Mel Buckley is the clinical nurse specialist (CNS) team leader with Prospect Hospice’s Single Point of Contact team – the team that takes all referrals, provides a telephone consultation to triage and assesses patient needs so they can direct a patient to the specialists who can help them manage their medical, emotional or practical issues.  The Single Point of Contact (SPoC) aspect is important. It means that patients don’t have to navigate the system themselves, and important decisions can be made without delays. So it’s quick, efficient and also extremely patient-centred, ensuring patients, families and their loved ones get the right service at the right time to meet their needs.

“When people are diagnosed with a life-limiting illness, they suddenly find themselves with a timetable of appointments, for tests, scans and treatment, often at speed with little reprieve,” says Mel.

“When treatment for managing or curing life-limiting illnesses is no longer working, patients and families can lose hope. We help them to foster hope in a different direction.

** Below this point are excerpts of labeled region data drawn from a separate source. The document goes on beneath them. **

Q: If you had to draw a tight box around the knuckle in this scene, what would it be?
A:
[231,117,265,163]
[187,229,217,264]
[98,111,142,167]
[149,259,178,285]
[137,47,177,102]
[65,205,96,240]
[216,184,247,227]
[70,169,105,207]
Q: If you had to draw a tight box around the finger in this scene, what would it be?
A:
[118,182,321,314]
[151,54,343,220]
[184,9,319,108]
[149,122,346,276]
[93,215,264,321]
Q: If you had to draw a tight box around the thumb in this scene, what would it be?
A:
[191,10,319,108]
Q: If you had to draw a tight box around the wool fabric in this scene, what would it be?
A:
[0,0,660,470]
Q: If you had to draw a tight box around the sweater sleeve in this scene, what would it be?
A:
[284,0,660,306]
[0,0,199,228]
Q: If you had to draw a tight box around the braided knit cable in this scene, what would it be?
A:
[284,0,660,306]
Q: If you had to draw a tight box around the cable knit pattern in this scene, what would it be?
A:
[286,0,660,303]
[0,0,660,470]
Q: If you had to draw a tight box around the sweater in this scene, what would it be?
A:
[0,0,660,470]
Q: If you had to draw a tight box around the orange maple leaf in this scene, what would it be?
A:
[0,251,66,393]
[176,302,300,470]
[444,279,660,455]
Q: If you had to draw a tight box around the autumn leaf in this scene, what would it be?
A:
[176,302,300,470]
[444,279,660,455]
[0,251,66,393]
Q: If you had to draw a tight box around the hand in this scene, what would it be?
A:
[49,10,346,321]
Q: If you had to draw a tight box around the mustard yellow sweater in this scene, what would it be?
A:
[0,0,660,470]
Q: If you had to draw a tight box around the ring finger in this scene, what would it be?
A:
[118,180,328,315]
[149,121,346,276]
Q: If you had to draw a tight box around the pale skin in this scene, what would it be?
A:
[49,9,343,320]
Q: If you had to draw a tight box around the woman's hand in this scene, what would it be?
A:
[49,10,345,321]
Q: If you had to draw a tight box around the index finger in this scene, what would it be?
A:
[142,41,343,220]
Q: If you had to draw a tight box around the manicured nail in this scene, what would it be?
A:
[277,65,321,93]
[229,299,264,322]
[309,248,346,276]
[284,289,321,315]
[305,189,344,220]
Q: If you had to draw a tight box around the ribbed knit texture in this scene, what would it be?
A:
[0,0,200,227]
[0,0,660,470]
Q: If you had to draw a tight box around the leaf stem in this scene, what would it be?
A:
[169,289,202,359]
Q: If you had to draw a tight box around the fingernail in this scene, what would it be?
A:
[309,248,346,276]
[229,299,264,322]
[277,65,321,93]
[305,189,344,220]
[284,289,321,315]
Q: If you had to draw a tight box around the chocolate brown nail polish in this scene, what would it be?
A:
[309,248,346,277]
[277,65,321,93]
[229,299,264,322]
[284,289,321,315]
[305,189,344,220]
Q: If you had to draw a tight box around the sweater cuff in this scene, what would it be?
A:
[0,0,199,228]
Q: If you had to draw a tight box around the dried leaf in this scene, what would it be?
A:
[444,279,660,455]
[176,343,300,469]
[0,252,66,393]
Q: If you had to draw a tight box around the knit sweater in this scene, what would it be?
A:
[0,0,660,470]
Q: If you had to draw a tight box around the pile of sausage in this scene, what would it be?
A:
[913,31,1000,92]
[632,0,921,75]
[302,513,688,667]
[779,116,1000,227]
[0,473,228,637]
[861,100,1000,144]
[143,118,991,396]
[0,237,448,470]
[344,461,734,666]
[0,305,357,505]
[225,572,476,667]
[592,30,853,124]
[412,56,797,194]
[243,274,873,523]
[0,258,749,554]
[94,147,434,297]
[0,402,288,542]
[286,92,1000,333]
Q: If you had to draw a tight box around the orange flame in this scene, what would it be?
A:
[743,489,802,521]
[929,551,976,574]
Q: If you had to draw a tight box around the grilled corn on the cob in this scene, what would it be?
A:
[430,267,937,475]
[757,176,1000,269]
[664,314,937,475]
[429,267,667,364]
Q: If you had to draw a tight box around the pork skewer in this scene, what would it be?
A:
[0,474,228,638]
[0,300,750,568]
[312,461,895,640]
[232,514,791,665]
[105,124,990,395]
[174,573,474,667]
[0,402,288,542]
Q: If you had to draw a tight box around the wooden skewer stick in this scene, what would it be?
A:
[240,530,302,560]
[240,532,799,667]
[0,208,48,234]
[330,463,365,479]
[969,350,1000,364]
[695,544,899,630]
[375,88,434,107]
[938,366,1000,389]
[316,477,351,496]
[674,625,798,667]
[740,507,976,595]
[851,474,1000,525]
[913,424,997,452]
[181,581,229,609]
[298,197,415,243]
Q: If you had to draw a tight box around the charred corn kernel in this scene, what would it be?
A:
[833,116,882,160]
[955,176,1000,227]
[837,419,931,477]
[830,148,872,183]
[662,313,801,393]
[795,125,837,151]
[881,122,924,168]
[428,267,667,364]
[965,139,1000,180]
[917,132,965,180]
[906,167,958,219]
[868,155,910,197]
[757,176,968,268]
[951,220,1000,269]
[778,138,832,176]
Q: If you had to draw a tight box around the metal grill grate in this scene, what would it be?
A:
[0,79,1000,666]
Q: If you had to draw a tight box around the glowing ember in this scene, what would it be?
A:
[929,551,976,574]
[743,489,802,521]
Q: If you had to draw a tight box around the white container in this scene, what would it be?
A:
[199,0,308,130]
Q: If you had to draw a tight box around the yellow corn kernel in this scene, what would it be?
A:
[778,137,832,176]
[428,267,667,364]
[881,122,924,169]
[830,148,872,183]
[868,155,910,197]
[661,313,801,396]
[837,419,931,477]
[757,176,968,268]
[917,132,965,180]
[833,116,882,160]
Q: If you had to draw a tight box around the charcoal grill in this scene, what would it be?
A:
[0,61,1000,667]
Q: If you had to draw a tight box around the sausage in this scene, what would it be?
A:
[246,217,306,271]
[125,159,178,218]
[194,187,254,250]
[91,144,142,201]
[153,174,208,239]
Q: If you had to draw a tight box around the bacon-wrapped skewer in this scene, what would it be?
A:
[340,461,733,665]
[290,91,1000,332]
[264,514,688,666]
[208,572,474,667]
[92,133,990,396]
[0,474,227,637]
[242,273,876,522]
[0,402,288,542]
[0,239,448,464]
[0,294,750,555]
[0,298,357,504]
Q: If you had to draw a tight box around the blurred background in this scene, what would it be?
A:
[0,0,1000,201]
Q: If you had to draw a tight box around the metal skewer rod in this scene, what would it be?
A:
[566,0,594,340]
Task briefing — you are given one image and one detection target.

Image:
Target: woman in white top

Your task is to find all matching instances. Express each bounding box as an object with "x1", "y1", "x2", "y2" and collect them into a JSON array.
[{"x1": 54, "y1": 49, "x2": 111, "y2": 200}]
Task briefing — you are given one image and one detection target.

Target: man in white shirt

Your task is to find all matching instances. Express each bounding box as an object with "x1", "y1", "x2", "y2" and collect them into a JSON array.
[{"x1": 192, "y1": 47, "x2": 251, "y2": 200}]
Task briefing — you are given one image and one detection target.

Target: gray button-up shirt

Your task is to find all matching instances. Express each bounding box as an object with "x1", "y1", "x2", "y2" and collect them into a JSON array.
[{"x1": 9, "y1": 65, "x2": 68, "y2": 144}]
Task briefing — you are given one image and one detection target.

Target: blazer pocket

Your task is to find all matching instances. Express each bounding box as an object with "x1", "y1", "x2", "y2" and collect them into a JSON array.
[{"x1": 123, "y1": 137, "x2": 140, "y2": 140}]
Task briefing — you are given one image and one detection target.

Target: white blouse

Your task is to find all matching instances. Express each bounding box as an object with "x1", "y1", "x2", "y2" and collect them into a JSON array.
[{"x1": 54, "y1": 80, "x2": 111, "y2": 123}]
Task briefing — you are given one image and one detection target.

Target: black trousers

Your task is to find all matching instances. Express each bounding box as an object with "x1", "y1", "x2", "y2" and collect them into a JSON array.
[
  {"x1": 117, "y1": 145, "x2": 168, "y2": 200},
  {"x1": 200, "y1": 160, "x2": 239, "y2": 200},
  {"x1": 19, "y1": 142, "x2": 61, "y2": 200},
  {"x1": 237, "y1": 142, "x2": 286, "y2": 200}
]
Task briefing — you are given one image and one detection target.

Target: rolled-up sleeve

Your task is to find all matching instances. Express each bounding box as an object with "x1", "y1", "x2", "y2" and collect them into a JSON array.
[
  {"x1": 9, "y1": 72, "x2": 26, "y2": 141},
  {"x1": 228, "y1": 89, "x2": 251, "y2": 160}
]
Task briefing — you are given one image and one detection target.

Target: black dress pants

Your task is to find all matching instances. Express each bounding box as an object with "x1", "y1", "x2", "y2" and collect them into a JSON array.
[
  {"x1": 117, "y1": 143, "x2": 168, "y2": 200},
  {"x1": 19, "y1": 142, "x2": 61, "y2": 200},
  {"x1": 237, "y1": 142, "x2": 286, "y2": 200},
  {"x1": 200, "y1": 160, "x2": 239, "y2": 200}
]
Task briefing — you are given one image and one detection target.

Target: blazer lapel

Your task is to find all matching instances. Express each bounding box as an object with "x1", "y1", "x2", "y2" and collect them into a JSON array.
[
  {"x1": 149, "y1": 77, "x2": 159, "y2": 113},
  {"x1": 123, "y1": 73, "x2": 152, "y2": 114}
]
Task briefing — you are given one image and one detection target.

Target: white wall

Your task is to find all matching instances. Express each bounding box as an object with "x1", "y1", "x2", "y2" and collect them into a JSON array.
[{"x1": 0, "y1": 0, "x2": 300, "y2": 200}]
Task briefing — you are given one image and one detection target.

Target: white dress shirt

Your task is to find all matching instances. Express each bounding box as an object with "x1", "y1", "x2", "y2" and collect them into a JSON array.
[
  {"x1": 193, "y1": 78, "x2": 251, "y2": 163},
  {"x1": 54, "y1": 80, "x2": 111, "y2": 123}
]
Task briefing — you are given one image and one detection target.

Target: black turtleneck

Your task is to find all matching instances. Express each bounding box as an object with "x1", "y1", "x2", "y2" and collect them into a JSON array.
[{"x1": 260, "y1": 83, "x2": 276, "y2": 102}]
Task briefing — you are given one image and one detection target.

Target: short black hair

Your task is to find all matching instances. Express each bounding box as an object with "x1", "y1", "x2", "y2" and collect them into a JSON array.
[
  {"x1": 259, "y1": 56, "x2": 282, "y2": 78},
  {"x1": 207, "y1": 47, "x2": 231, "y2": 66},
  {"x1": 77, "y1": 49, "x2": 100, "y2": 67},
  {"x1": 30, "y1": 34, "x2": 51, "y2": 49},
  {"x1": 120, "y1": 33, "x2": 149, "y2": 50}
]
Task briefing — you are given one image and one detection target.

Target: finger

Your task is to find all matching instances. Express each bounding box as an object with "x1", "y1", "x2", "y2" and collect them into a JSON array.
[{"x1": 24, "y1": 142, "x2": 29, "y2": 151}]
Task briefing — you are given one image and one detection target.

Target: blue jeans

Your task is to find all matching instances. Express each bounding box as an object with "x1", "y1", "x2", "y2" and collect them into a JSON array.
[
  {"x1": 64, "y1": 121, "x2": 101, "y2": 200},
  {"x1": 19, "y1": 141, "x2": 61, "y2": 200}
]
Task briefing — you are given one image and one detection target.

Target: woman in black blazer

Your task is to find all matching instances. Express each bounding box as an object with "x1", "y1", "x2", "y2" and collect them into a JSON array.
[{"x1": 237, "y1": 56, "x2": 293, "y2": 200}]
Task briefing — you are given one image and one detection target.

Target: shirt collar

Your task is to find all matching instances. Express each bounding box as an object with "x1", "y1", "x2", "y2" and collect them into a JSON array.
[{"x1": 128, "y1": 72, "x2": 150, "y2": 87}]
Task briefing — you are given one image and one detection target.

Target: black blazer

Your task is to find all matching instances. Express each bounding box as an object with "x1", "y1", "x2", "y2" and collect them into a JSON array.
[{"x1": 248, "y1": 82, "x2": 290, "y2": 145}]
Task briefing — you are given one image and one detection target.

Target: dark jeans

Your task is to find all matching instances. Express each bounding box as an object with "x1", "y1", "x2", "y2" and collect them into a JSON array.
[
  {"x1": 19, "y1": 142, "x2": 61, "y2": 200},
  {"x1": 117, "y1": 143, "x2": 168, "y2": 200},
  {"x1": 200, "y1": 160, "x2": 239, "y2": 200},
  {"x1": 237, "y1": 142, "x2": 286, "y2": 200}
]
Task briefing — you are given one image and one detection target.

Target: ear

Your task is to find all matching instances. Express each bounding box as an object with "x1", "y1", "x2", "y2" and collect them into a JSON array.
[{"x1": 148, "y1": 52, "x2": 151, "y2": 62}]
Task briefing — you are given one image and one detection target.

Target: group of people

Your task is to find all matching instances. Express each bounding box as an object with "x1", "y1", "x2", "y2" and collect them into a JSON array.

Hope can be about living well for as long as possible, and hope becomes about improving and optimising their quality of life.

“When patients are referred to us, things change, and now everything is at their pace. We can help patients regain control of their lives, so they have choice in how and where they wish to be cared for, how they live and how they die.  By understanding what matters most to our patients, capturing their wishes and agreeing a plan with them we can help patients get the best out of each day, balancing their energy levels so they can achieve their goals and priorities.”

The pandemic has changed the way everyone in the team has had to work, but Mel says in some ways it has created new opportunities.

“When lockdown begun our inpatient staff were redeployed to other teams to help care for more people in their own homes. Some of these staff joined the Single Point of Care. This meant we could extend our hours from eight hours a day Monday to Friday to 13 hours a day, seven days a week, provide expert palliative care advice to patients and health care professionals over the phone and use video consultations too, which provides a more personal connection with patients.

“We know that Covid-19 won’t go away quickly, so the way that the whole team has and continues to embrace working differently has been phenomenal.  We have all joined together to make sure patients are cared for, are not isolated, and have the information and tools they need to remain in control.

“Most of all, we’ve been able to demystify what Prospect Hospice is. It’s not just a building, it’s a relationship patients can have with specialists they know and trust – it’s part of the fabric of our community.”

Mel Buckley

What made you go into end-of-life care?

Fate, chance, destiny…. When I was in senior school my grandfather was in Prospect Hospice which was then situated in the Victoria Hospital on Okus Road, and I used to slip out of school and visit him at lunchtime. I hadn’t told my family what I was doing, and they only heard about it when the head of my house, Mr Nichols, raised it and asked why I was always disappearing and late back from lunch.

That must have had an impact on me, and though I first became an intensive care nurse, whilst living in Cornwall I moved over to a hospice there, and loved the work. It reminded me why I had come into nursing.  When I applied to work at Prospect Hospice, the nurse who interviewed me recognized me from my lunchtime visits to my grandfather!

I have the best job in the world. I get the gift of meeting amazing people, listen to stories of their lives, and I am able to walk alongside them at the most difficult of times and hopefully help to make a difference. Bearing witness is very special, in fact it’s a privilege.  How someone dies lives on for those who are left behind – I know this personally, and professionally, so wanting to help someone have a good death feels like the most natural thing in the world to me.  You only get one chance to get it right and I wouldn’t want to do anything else. I am where I’m meant to be.”